Nation’s No. 2 tight end recaps Auburn official visit
AUBURN, Ala. — Luke Ford made his first visit to Auburn since his summer trip that included a personal campus tour with Gus Malzahn. Just like the first one, Auburn knocked it out of the park, this time on an official visit with the entire Ford family.
“It was an amazing visit,” Ford said. “For one, Coach [Malzahn] is probably the coolest head coach I’ve talked to. He spends a lot of time with me. It means a lot to me, especially coming from a prestigious school like Auburn.”
Ford came into the weekend with a clear top group of Alabama and Georgia. Those are the two programs most often talked about in regards to the No. 2 tight end in the nation.
Auburn, thanks to the Iron Bowl environment, even managed to surprise Ford.
“Auburn definitely moved up after this,” he said. “That was the best game atmosphere I’ve ever been to. I’ve been to a lot of schools with like 100,000 fans, and this was louder than 100,000 fans, and it’s only like 87,000. It was the best game environment I’ve ever been in.”
Auburn has joined Alabama and Georgia in Ford’s top group. Below that is a secondary list that includes Florida State, Michigan and Texas. He plans to take official visits to Alabama and Georgia. Michigan and Florida State also could earn one.
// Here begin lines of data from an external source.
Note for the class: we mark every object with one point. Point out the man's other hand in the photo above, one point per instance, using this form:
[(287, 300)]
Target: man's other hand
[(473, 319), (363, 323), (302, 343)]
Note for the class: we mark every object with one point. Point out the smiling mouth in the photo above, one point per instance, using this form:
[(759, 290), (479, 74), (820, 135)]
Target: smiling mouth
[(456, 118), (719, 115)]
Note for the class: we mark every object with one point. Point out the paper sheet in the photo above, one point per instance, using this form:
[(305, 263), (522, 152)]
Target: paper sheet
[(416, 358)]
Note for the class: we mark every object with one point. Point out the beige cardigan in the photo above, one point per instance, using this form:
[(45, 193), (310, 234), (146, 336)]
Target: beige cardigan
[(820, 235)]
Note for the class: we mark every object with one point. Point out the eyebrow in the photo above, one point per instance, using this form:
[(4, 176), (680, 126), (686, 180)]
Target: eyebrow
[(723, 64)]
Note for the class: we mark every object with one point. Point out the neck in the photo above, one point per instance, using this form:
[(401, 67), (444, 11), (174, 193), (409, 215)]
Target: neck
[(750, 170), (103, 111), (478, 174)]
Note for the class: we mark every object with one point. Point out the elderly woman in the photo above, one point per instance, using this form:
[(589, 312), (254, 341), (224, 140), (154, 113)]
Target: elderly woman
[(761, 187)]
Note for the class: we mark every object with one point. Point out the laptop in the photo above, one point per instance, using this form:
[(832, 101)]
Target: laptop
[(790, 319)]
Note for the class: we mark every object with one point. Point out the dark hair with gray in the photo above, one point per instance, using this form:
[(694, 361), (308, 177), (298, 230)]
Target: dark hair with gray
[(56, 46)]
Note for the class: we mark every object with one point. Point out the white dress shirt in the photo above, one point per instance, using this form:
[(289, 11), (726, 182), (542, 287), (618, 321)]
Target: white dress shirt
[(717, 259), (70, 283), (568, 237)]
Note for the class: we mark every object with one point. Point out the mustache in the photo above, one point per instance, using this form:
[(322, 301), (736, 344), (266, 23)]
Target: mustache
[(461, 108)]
In Ford’s mind, no school stands out over the others.
“I don’t know if I have an official leader,” Ford said. “I have pretty much a top 3 right now that are all right beside each other. It’s Auburn, Bama and Georgia. It’ll just have to be me looking at tight ends and seeing where I fit in. That’s just going to come down to my personal decision.”
The one thing he wants to monitor from all programs, especially Auburn: the use of the tight end.
He pointed out the Tigers haven’t utilized the tight ends much this season. Ford had that conversation with Auburn coaches throughout the weekend, and he’s had similar conversations with the Georgia and Alabama staffs.
In Auburn’s case, he sees it more as a personnel issue right now — and he could be the fix.
“I’ve seen the tight-end usage. It doesn’t really happen much because, with their depth chart, they don’t have a true tight end. They have blockers and then they have a developmental guy with [Ford’s player-host] John [Samuel Shenker] as a redshirt. They think he can be pretty good next year. They just don’t really have the depth,” Ford said. “That means a lot to me, especially playing in such a prestigious conference like the SEC West. For a freshman to do that, especially at the tight end position, that’d be crazy.”
Ford expects to make his decision at the U.S. Army All-American Game.
Auburn will make an in-home visit with Ford, and the Tigers’ staff told him they’d like to be the last ones to see him during the contact period.
Luke Ford’s fullback brother Noah will be a factor
There is a secondary factor to Ford’s recruiting process: His older brother Noah.
Noah Ford is a 20-year-old fullback who spent a season at Southern Illinois. At 6-foot-2 and 250 pounds, college coaches recruiting Luke took notice of Noah early on. Gus Malzahn was the first to do so this summer, which stood out to Noah. Georgia has followed suit.
That summer visit made a major impression on Noah.
“They definitely had the best unofficial for me and their experience over the summer. I think they were definitely the most serious school when it comes to offering me a real spot as a walk-on when it comes to fullback,” Noah said. “When Luke kinda blew up, all these schools started coming talking to me because they saw my size and everything. Gus Malzahn walked up to me and said, ‘Oh my God. Where have you been?’ I was like, ‘Hey man, you’re talking to Luke. I’m right here, too.'”
Noah will be a factor in Luke’s decision.
While Auburn and Georgia have offered walk-on spots, Alabama hasn’t. Noah understands his decision is dependent on Luke, so he doesn’t want to speak for his brother, but he expects Auburn and Georgia to have a better shot because of the walk-on offer.
“I think it’s huge [for Auburn and Georgia] because, growing up, me and Luke have been very close together,” Noah said. “I’d love to play football with him. We played football in the backyard together. Us playing together is a huge factor.”
Having played just the 2016 season at Southern Illinois, Noah has three years of eligibility remaining.
Auburn views him as a Chandler Cox-type, which is fitting since he spent a lot of time with the Fords on that visit this summer.
“Our first person to host us was Chandler Cox. That dude is a beast,” Noah said. “If you ask him to run through a brick wall, he’ll do it for you. Getting to be around that kind of personality, and having the experience I have playing fullback in college at SIU, it makes me fall in love with it.”